We wait for that one person who will finally arrive and make life whole, searching for the meaning of life through these inherited stories.
By adulthood, many of us are no longer merely enjoying stories; we are living inside them. I sometimes call this the Disney Complex. By that, I do not mean Disney as a corporation or a genre of film, but a structure of expectation—a salvational fantasy.
It is the belief that love will transform chaos into harmony, that intensity is a sign of destiny, and that if we endure, love, suffer, or rescue enough, some final scene of completion will arrive.
We organize our adult lives around these archetypes: the knight in shining armor, the wounded beloved who becomes whole through our devotion, or the magical resolution after chaos. We hold onto the promise that emotional sincerity will inevitably produce truth.
And yet, while many of us laugh at these ideas as adults, we continue to seek meaning within them, organizing our reality around subconscious scripts.
The Beauty and the Beast: A Dangerous Fantasy
Take Beauty and the Beast, for example. At one level, it is a children’s story. At another, it implants a profoundly dangerous fantasy: that a frightening, wounded, and chaotic being can be transformed into nobility through love, patience, and sacrifice.
Many adult relationships still move within this logic, attached to distortion because we believe endurance will produce redemption.

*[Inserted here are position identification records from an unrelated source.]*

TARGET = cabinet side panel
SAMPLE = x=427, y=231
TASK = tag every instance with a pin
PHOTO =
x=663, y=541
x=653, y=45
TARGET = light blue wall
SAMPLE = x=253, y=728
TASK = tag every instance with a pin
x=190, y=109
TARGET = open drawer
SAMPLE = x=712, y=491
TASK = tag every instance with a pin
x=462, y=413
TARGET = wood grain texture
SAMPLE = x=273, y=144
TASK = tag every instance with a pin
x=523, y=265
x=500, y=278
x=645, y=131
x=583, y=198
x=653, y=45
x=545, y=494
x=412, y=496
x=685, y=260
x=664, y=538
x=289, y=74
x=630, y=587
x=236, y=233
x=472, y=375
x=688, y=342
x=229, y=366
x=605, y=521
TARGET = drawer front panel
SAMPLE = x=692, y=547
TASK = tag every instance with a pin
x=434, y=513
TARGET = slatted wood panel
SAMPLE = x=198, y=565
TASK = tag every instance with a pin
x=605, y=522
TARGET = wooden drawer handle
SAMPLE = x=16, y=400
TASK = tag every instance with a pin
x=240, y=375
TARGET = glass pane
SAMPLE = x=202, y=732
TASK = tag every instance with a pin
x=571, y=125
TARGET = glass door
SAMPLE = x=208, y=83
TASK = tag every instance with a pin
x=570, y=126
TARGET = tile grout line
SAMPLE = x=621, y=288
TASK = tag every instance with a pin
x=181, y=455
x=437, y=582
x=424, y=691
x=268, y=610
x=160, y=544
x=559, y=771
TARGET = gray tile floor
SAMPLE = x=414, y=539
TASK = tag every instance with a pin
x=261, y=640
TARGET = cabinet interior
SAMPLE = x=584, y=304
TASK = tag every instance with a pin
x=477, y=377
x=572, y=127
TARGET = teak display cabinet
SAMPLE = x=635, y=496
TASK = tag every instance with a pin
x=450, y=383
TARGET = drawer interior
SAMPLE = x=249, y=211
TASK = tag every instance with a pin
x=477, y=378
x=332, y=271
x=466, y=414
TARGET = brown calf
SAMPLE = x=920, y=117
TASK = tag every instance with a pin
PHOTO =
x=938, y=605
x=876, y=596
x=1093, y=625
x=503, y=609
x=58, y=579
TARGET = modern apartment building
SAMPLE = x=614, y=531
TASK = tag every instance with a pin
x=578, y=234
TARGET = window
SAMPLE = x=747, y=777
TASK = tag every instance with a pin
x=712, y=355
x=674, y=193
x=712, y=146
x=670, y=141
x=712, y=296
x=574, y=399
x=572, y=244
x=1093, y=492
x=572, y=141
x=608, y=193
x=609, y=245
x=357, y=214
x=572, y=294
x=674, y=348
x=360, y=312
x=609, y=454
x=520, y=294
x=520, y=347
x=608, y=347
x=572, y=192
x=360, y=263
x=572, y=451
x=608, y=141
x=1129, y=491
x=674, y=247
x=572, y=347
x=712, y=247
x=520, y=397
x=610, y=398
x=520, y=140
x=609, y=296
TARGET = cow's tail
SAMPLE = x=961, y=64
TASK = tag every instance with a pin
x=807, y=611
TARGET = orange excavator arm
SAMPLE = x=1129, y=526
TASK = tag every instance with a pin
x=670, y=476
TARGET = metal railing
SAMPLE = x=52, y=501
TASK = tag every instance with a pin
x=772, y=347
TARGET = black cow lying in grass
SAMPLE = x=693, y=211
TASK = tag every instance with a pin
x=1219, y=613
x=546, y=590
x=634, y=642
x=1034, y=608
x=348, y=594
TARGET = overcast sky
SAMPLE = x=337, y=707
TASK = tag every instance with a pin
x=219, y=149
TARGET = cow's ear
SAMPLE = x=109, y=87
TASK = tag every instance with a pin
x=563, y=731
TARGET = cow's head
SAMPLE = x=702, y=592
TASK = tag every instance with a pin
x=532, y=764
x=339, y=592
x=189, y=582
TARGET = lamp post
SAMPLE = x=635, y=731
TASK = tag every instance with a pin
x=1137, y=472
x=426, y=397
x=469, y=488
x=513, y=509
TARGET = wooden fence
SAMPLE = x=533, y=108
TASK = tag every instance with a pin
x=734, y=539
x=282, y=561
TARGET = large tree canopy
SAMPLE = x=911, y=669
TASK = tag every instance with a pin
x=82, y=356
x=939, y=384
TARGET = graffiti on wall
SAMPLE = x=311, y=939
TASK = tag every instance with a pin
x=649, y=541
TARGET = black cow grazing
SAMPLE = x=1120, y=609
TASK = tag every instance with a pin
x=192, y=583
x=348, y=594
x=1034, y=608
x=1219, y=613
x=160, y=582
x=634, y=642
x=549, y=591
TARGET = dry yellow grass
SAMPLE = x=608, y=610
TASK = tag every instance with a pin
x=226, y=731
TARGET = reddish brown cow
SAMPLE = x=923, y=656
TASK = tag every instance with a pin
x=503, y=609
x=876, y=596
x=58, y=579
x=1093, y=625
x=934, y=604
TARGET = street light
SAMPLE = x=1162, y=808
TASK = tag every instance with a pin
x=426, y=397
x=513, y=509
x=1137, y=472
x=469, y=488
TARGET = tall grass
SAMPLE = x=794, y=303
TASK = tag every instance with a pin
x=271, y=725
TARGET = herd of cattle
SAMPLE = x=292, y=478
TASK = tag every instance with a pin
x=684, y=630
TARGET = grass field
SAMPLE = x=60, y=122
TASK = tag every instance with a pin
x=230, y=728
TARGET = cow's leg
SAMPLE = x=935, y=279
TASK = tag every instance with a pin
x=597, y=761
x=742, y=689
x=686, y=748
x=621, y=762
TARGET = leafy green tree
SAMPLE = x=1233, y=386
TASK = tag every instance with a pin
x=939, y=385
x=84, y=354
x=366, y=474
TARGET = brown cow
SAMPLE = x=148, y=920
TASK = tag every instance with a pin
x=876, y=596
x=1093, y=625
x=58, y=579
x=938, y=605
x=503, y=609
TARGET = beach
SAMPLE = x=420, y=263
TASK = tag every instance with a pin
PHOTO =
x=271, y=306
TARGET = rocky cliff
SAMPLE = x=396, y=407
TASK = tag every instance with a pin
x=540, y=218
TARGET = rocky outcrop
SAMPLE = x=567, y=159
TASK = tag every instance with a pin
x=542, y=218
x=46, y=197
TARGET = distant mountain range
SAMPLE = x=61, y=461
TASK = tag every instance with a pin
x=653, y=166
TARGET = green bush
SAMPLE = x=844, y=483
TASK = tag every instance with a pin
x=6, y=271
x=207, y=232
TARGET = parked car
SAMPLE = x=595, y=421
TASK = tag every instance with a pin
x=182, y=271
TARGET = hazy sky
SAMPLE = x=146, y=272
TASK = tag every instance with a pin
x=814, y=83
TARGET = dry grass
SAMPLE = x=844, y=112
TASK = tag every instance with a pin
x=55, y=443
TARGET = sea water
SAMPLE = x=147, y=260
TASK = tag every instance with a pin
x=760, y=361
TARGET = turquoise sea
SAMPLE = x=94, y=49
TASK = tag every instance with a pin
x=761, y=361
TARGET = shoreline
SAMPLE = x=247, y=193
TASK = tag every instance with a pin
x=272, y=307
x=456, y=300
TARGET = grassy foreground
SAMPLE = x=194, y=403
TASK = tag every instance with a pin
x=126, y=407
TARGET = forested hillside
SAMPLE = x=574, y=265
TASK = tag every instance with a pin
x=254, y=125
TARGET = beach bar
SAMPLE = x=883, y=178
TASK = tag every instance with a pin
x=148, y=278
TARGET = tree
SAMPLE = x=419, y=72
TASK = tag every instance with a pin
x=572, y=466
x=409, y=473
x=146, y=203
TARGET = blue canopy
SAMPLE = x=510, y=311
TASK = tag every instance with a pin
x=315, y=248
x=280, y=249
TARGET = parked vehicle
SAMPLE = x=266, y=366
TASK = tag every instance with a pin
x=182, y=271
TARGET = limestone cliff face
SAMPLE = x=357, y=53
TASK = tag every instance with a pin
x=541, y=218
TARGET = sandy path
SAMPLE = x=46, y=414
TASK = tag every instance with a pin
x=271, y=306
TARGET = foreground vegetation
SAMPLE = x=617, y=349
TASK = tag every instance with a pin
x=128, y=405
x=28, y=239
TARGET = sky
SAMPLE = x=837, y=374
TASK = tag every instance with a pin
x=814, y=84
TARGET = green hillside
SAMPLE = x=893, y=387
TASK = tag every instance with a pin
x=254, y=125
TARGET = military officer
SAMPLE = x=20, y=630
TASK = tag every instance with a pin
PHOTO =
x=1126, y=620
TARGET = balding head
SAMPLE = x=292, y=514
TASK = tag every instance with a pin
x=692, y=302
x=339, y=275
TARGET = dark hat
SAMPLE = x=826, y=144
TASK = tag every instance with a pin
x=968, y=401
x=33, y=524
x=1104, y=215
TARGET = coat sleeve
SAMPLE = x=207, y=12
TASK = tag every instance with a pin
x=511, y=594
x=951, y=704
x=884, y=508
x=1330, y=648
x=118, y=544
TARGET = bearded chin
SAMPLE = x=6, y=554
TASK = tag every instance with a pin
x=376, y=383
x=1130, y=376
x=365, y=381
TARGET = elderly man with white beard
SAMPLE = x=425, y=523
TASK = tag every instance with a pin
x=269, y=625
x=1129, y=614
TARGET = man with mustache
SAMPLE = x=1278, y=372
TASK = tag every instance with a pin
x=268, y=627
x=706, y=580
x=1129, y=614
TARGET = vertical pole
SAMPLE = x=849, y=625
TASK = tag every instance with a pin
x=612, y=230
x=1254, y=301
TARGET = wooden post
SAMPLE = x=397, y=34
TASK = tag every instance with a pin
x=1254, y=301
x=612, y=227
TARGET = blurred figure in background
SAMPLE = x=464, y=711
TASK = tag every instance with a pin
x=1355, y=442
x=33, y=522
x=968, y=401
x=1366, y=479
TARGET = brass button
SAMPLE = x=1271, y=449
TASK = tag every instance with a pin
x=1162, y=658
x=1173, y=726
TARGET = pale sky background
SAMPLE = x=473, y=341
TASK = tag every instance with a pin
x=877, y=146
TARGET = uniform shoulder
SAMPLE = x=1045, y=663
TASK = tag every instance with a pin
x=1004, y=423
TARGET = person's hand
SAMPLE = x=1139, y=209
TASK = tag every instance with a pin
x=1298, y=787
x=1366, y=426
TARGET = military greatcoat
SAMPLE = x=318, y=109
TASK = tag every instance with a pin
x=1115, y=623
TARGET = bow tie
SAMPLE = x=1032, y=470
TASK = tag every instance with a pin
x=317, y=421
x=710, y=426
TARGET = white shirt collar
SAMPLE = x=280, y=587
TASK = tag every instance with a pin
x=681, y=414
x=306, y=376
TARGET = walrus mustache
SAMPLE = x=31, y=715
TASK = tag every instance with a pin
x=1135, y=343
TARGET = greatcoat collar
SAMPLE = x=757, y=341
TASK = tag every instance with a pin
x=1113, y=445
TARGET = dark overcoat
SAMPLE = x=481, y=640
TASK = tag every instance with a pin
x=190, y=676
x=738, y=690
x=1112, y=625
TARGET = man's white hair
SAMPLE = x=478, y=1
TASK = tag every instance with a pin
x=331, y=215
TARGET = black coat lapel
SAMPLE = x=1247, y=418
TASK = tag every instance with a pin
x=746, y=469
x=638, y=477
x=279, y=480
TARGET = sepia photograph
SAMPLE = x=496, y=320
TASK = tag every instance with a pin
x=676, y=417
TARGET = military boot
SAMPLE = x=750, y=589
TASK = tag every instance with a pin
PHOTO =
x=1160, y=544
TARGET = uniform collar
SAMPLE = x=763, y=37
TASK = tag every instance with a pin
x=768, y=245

In this state of enchantment, we lose our way. We mistake volatility for depth, attachment for devotion, and the burden of emotional labor for the path of love.
We cling to fantasy because we have not yet learned how to find meaning in reality itself.
Samsara and the Cycle of Illusion
This is where enchantment becomes costly. It does not only make life beautiful—it also makes suffering repetitive.
And this is very close to what the traditions of India and Buddhism point toward when they speak of Samsara.
While Samsara is often translated as the cycle of birth and death, psychologically, it is the cycle of unconscious repetition.
My teacher in Dharamshala, Rinpoche, describes Samsara as sitting in a prison cell with the door wide open, yet refusing to leave.
Why would anyone do that? Why would we remain in a place that limits our search for meaning?
We stay because the familiar has power. Because identity forms around repetition. Because illusion can feel safer than freedom. And because, often, the known pain feels more bearable than an unknown life.
In this cycle, we mistake the walls of our cage for the boundaries of our existence.
The Architecture of the Psyche
This is why lasting happiness and peace are so difficult: we become attached to the very structures through which we suffer.
Many of these structures are laid down early. Childhood matters enormously because the psyche is shaped not only by major events, but by atmosphere—what we see, hear, touch, smell, fear, admire, and imagine.
The child does not simply watch stories; the child uses stories to organize reality.
Through what love felt like, what tension felt like, or what absence taught us, we build a map for our future.
Later, as adults, we continue seeking—under more sophisticated names—what was first installed in the psyche in simpler forms: rescue becomes romance, fusion becomes spirituality, and control becomes care.
We call this repetition “destiny,” often mistaking it for our true search for meaning.
Disenchantment and Awakening
And then, life disappoints us. It disappoints us because reality does not submit to fantasy.
Disenchantment is painful because it is not merely the loss of an idea—it is the collapse of a psychic structure. It is the moment when projection weakens and the fantasy that organized desire no longer holds.
That feels devastating, like a death of the self.
But this collapse is also, potentially, the beginning of humility. Because what falls away in disenchantment is not only hope—what collapses is false hope.
A Conscious Generation
Instead of raising children only with hopes and fears, we must teach them how to guard their minds—to have thoughts that are not entirely shaped by inherited stories and relational patterns.
Let us raise a conscious generation.